Leadership is Not a Beauty Contest

Harvard study: “Leadership is not a beauty contest. Doers do.” A good future leader has scientific precursors, and “the desire to be in charge” does not correlate with future effectiveness and leadership.

“We can be scientific and analytical about selecting managers — and management is not a squishy thing that we can never get our arms around.”

It’s not about personality traits. “What matters is the ability to make decisions about the allocation of resources under time constraints; how to organize and motivate the members of your team to produce the most output. The lesson for me is that it’s a crutch to use personality traits and preferences to predict performance because they’re not that closely related to the performance you’re interested in.”

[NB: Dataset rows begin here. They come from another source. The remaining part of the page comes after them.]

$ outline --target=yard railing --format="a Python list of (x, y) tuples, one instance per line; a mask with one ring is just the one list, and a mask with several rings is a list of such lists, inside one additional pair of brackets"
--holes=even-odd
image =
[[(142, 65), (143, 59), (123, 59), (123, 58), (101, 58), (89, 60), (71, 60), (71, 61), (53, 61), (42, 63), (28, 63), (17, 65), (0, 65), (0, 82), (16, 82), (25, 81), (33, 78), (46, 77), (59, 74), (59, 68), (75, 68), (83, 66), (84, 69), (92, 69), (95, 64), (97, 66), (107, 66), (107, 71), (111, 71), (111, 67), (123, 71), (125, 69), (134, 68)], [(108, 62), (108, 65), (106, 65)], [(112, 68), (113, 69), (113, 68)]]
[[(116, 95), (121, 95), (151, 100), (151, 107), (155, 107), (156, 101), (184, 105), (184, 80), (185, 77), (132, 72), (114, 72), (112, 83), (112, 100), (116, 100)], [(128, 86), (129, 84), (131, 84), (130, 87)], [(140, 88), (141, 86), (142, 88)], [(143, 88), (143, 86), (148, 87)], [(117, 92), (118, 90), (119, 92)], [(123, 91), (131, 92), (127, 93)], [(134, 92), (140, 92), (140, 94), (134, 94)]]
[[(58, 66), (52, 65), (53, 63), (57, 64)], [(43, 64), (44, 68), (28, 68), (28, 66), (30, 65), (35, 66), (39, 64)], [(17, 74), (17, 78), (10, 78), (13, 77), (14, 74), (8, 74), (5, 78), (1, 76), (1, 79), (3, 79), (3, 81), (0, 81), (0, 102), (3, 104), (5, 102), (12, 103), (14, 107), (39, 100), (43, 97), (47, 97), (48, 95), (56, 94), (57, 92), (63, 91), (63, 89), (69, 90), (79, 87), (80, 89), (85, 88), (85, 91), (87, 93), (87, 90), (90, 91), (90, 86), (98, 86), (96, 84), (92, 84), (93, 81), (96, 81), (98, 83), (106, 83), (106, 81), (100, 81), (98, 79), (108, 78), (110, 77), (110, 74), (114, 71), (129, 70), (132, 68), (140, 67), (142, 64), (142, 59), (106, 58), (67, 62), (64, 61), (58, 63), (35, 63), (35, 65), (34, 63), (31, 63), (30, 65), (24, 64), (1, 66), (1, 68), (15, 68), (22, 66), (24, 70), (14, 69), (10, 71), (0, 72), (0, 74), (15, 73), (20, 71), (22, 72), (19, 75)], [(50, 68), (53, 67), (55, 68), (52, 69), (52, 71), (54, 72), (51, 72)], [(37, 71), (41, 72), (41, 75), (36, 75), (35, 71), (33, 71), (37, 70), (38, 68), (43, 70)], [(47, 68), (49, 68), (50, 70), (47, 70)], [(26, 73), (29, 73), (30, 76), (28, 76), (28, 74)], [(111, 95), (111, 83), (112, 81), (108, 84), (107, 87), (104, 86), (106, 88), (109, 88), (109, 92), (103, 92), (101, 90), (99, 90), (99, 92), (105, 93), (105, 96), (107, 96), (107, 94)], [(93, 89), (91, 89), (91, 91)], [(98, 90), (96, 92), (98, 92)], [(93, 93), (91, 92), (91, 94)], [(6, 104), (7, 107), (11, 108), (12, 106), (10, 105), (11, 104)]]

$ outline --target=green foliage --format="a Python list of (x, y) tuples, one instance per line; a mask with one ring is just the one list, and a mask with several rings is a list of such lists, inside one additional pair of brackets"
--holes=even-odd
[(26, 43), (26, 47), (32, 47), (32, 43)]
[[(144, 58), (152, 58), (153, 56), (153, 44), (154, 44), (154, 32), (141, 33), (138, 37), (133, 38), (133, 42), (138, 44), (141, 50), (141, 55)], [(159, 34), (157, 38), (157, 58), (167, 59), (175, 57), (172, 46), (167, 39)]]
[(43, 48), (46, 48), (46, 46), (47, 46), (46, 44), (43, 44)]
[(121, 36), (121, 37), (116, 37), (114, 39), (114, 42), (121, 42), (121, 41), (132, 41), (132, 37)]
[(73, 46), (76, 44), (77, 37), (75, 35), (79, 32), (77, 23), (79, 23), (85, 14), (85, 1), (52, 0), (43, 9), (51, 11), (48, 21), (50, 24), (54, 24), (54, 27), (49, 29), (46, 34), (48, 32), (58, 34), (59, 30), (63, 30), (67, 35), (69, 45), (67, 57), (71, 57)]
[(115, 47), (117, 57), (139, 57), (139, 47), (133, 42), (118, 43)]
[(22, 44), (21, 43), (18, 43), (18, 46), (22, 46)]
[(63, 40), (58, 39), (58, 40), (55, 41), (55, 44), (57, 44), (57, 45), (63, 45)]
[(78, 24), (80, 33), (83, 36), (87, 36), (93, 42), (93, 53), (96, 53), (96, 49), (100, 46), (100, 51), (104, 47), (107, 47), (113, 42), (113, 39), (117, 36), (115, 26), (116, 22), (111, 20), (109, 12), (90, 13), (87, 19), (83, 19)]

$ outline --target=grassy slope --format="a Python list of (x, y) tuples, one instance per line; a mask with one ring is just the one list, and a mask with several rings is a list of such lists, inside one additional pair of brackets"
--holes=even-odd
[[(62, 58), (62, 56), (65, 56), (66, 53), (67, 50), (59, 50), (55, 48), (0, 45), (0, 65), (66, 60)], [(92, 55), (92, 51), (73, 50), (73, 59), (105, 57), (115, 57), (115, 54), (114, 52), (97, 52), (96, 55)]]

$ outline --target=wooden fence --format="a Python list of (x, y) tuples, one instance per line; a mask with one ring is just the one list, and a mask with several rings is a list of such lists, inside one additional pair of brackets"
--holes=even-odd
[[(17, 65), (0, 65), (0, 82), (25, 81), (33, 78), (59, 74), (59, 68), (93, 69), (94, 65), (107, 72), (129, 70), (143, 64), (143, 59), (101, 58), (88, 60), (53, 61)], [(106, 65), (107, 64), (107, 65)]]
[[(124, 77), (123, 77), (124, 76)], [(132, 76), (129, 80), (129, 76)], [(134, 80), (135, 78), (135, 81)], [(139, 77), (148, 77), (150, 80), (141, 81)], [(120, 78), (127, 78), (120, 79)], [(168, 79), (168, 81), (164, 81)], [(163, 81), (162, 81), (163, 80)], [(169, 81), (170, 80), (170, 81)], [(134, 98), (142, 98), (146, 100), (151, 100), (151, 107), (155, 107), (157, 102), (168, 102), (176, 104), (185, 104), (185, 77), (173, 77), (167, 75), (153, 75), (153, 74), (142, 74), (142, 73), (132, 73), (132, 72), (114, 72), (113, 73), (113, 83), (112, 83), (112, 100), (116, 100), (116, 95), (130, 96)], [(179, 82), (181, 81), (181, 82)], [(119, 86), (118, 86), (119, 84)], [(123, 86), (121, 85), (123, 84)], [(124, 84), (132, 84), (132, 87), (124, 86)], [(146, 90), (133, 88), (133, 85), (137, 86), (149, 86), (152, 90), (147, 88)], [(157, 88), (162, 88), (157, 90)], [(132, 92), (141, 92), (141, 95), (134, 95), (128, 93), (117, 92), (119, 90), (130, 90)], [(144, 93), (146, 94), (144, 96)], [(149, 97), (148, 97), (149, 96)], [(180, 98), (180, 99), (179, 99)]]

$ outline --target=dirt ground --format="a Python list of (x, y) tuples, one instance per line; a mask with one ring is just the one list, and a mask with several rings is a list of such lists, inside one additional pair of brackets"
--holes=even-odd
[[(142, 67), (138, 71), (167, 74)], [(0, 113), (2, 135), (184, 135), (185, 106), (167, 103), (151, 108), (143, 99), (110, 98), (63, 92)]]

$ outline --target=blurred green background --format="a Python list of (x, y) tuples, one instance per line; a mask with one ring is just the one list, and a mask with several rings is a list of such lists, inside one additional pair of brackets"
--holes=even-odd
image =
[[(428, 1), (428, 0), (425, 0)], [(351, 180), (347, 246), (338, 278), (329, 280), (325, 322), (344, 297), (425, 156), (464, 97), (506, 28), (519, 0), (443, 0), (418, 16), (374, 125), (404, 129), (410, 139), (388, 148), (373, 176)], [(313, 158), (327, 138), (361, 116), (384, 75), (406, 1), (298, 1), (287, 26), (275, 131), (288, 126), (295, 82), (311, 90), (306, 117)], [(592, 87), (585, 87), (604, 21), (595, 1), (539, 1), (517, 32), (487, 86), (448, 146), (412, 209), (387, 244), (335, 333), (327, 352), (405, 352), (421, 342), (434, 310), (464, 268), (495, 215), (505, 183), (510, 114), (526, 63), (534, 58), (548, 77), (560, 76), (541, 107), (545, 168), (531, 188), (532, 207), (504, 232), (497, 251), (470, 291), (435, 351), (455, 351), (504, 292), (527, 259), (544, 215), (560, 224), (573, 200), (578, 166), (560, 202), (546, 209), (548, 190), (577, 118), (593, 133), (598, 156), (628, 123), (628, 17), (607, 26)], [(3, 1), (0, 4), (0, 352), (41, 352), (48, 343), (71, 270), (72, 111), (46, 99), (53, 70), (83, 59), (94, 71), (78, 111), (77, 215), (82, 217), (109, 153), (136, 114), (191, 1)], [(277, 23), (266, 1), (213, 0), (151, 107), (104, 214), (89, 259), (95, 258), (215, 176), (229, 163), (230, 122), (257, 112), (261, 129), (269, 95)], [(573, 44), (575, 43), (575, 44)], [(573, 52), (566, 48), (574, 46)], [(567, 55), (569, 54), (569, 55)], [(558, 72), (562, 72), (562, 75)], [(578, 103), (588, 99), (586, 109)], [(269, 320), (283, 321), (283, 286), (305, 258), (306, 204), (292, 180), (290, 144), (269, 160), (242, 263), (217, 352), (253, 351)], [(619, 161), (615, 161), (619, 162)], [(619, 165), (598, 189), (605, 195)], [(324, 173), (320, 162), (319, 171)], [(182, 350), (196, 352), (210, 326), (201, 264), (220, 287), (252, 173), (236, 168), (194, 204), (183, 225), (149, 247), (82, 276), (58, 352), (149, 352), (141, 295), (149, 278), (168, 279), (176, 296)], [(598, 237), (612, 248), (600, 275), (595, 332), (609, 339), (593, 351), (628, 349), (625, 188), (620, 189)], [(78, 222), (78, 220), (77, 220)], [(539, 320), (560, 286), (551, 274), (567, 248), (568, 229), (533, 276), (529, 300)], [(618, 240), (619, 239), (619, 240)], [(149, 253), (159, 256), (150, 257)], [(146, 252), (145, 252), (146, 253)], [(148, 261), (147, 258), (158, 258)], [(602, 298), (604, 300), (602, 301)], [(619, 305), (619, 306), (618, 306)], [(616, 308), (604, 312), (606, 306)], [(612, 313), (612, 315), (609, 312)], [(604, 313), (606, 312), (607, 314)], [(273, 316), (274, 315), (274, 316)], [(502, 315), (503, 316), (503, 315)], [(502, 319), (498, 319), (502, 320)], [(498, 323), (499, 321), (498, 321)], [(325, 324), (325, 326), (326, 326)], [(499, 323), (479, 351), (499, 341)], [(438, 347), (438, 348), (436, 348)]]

A predictor of future leadership is current ability and demonstration of making things happen, not just “talking” about them. “It has nothing to do with how a person looks, how they speak, or what their preferences or personality traits are. None of those things are predictive. There are only two things that are: One is IQ as measured by the Raven’s Progressive Matrices test, which measures general and fluid intelligence, spatial reasoning, problem-solving, etc. But the one that’s more interesting to me is a measure of what we call economic-decision-making skill, or the ability to allocate resources effectively.”

“Characteristics such as age, gender, education, SAT scores, college major don’t do a very good job of predicting who’s going to be a good teacher, for example. Yet if I put you in the classroom for a little bit of time and I see how much you improve student learning, that is a very good predictor, because it’s very closely related to the thing you ask people to do. If you want to know who’s going to be a good manager, make them manage. Don’t just rely on personality characteristics, or whether they raise their hand to say, “I want to do it.”

“Leadership is not beauty contest. Doers do.”